The nation’s smallest firms trimmed their staffs ever so slightly over the past few months, losing an average of 0.04 workers per company, according to a report released Thursday by the National Federation of Independent Business. While that’s not quite as big of a hit as the 0.11 workers they reported losing in June, this marks the second consecutive month in the red after six straight of flat or increased employment.
The NFIB report presents slightly different findings than Intuit’s latest report, which showed that small business employment increased 0.17 percent in June. SurePayroll, on the other hand, reported that the hiring needle didn’t move at all from June to July.
Either way, small businesses are clearly struggling this summer to live up to their traditional billing as the country’s most powerful job engine.
“On balance, July looks like a repeat of June, few jobs and no change in the unemployment rate,” William C. Dunkelberg, NFIB chief economist, said in a statement. “So far, it has turned out to be a cruel summer of dashed hopes for meaningful job creation.”
Making matter worse, less than half of business owners hired or tried to hire new workers during the last three months, and 86 percent of those reported finding few or no qualified candidates for the positions. The results are based on the responses of 1,803 randomly-sampled members of the NFIB.
Only 11 percent said they plan to add to their payrolls in the coming months.

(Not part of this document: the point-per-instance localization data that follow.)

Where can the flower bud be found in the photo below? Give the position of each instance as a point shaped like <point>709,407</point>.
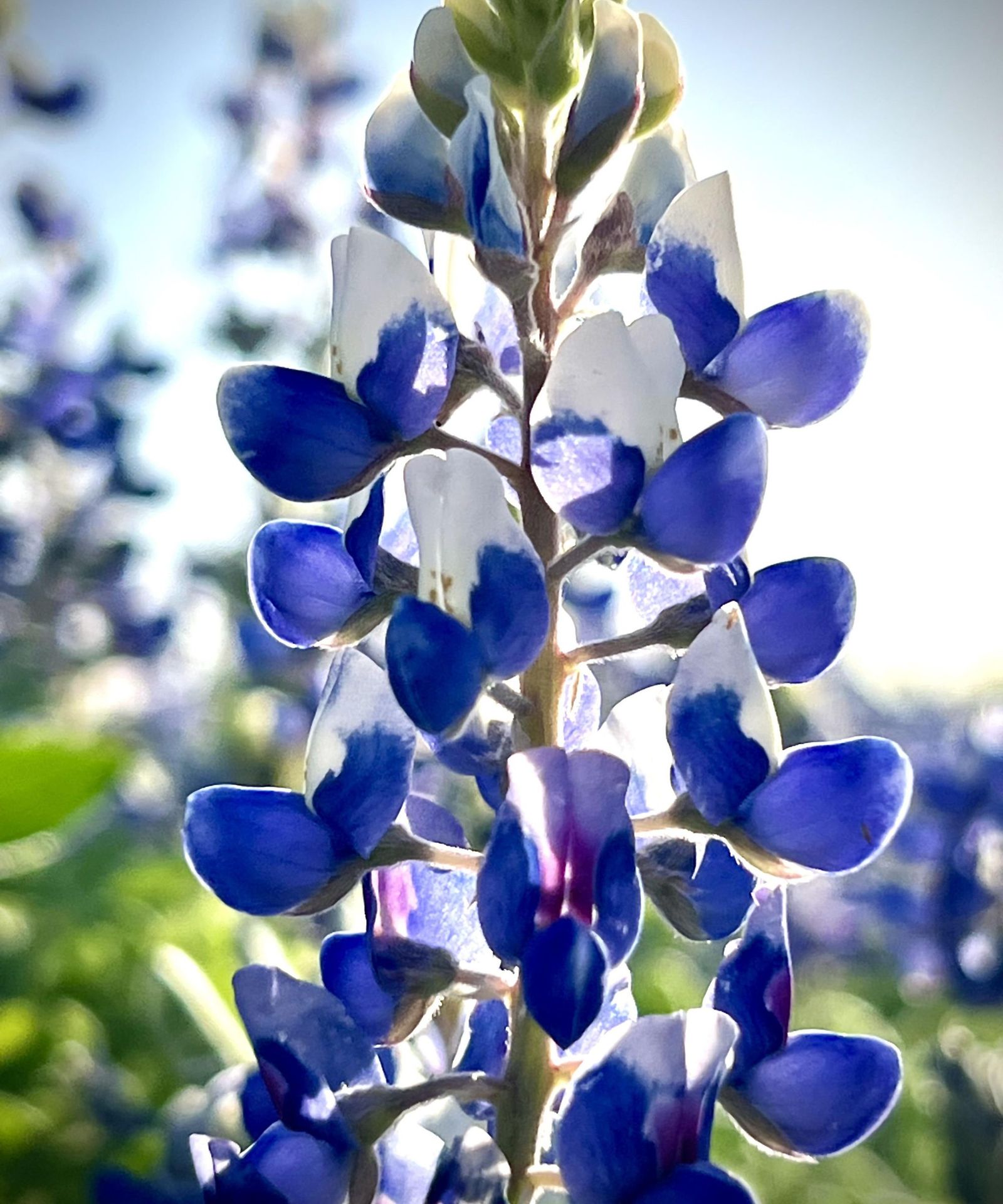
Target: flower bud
<point>660,75</point>
<point>606,108</point>
<point>406,164</point>
<point>557,65</point>
<point>486,40</point>
<point>440,70</point>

Separated by region, Mid-Atlantic and Mountain state businesses plan to cut back on workers, while those in South Atlantic and Central states plan to add employees later this year.
“Job openings are highly correlated with the unemployment rate, so July offers little hope of an improvement,” Dunkleberg said.
On Friday, the Labor Department announced that the unemployment rate edged up to 8.3 percent in July, despite the economy adding a modest 163,000 jobs during the month.
The Commerce Department last week reported that the economy grew at a dismal 1.5 percent in the second quarter, down from 2 percent growth during the first three months of the year — effectively dashing hopes that the recovery would steadily pick up momentum over the course of 2012. The slump was largely attibuted to a dip in business investments, export declines and widespread cuts to government spending.